Join the Club!


Want To Get More Business?
Form or Join an Action Group
by Steven Van Yoder

One by one, 12 people connect to a conference call led by Costco member Terri Levine, founder of Comprehensive Coaching U in Philadelphia. Within minutes, each takes a turn reading his or her marketing scorecard, ranking progress on personal goals and acknowledging shortcomings. When somebody exceeds a goal — such as exceeding income projections — participants applaud and celebrate. If somebody has a problem, everyone offers advice.

What’s going on here? A small-business marketing action group based on author C.J. Hayden’s popular Get Clients Now!™ A 28-Day Marketing Program for Professionals and Consultants.

Ever since Oprah Winfrey began her wildly popular on-air book club, book discussion groups have exploded and reading groups have cropped up around North America. According to Rachael Jacobsohn, director of the Association of Book Readers and Leaders in Highland Park, Illinois, a national clearinghouse of information on book groups, there were 250,000 such groups five years ago; the current figure is double that, she says.

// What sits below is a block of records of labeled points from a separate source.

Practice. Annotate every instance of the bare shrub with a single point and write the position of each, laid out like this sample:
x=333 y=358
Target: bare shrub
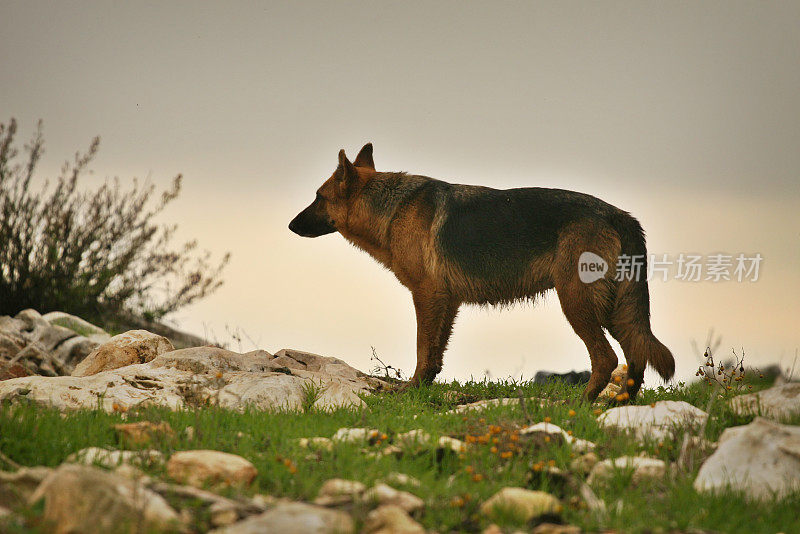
x=94 y=253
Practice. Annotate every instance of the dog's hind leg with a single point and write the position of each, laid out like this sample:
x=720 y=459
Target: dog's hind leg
x=436 y=311
x=584 y=307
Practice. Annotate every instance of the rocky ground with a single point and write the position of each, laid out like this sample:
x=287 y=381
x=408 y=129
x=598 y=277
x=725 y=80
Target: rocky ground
x=128 y=434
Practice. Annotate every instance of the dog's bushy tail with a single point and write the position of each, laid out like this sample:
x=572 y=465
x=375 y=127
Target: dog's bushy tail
x=630 y=316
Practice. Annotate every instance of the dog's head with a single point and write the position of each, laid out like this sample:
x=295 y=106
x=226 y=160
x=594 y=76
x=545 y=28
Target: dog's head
x=329 y=210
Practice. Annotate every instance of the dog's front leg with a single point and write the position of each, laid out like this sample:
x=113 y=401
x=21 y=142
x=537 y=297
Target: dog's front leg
x=436 y=311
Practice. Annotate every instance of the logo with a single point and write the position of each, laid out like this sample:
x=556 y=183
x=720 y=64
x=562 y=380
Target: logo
x=591 y=267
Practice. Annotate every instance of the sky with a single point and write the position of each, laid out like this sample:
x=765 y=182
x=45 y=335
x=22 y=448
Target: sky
x=686 y=114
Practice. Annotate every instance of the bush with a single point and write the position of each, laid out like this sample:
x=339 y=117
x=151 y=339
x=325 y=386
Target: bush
x=96 y=253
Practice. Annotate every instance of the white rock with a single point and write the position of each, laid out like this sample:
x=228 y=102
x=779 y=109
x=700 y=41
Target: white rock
x=214 y=468
x=77 y=325
x=642 y=469
x=316 y=443
x=391 y=519
x=82 y=499
x=761 y=459
x=132 y=347
x=293 y=518
x=658 y=421
x=522 y=503
x=338 y=491
x=778 y=402
x=579 y=445
x=193 y=377
x=401 y=479
x=383 y=494
x=113 y=458
x=453 y=444
x=355 y=435
x=16 y=488
x=412 y=438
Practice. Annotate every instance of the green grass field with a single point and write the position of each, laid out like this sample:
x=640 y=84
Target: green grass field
x=453 y=486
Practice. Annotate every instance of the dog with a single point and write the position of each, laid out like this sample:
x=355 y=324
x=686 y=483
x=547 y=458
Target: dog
x=453 y=244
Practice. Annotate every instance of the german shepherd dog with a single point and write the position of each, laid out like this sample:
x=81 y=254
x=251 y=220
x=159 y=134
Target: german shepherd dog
x=452 y=244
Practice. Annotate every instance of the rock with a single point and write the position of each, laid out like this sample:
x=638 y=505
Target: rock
x=777 y=402
x=391 y=519
x=383 y=494
x=452 y=444
x=573 y=378
x=643 y=469
x=77 y=325
x=294 y=518
x=657 y=421
x=522 y=503
x=355 y=435
x=223 y=514
x=129 y=348
x=337 y=491
x=30 y=345
x=552 y=528
x=81 y=499
x=317 y=443
x=583 y=464
x=413 y=438
x=16 y=488
x=193 y=377
x=761 y=459
x=579 y=445
x=213 y=468
x=401 y=479
x=143 y=432
x=113 y=458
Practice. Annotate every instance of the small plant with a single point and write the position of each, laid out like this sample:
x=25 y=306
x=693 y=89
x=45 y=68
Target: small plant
x=728 y=377
x=389 y=372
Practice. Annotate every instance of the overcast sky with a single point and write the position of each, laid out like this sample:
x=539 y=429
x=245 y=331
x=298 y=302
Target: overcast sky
x=686 y=114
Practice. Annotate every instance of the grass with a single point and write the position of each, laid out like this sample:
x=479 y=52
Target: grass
x=453 y=486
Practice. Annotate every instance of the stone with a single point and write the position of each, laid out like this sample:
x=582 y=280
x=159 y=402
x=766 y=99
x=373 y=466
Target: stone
x=777 y=402
x=112 y=458
x=356 y=435
x=383 y=494
x=79 y=326
x=401 y=479
x=553 y=528
x=316 y=443
x=293 y=518
x=761 y=459
x=583 y=464
x=143 y=432
x=30 y=345
x=16 y=488
x=643 y=469
x=655 y=422
x=210 y=468
x=579 y=445
x=452 y=444
x=337 y=491
x=81 y=499
x=129 y=348
x=193 y=377
x=522 y=503
x=391 y=519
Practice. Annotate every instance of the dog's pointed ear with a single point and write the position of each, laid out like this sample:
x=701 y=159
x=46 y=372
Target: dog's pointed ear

Taking a cue from the rise of book study groups, action groups based on books have gained popularity. Your Money or Your Life and The Artist’s Way, two national bestsellers, helped launch goal-oriented groups that combine elements of book circles, support groups and 12-step programs, but add an emphasis on goals from programs presented in these books.

It was only a matter of time before action groups found their way into the small business arena. Many small-business people, for example, see marketing as a solitary pursuit. But the truth is that few become wildly successful in business without the help of others. Action groups help participants to stay motivated with what could be called “benevolent peer pressure” and to establish and follow through on marketing and sales goals.

“I started my first action group a year and a half ago, called the Practice Builder,” says Levine. “Initially, it began as a four-week program with 20 participants. But four months into the first program, I ran into Get Clients Now! and saw the value of using a programmatic marketing book as a blueprint for the group. Now, the book is our common ground; using a book has given the group more structure and provided everyone the same common denominator.”

Levine’s action groups are now six months in duration and meet for three monthly 30-minute teleconference sessions. Groups are geared to service professionals, such as financial planners, consultants, freelancers and other individuals responsible for their own self promotion. Groups focus on setting goals and achieving results based on specific action steps.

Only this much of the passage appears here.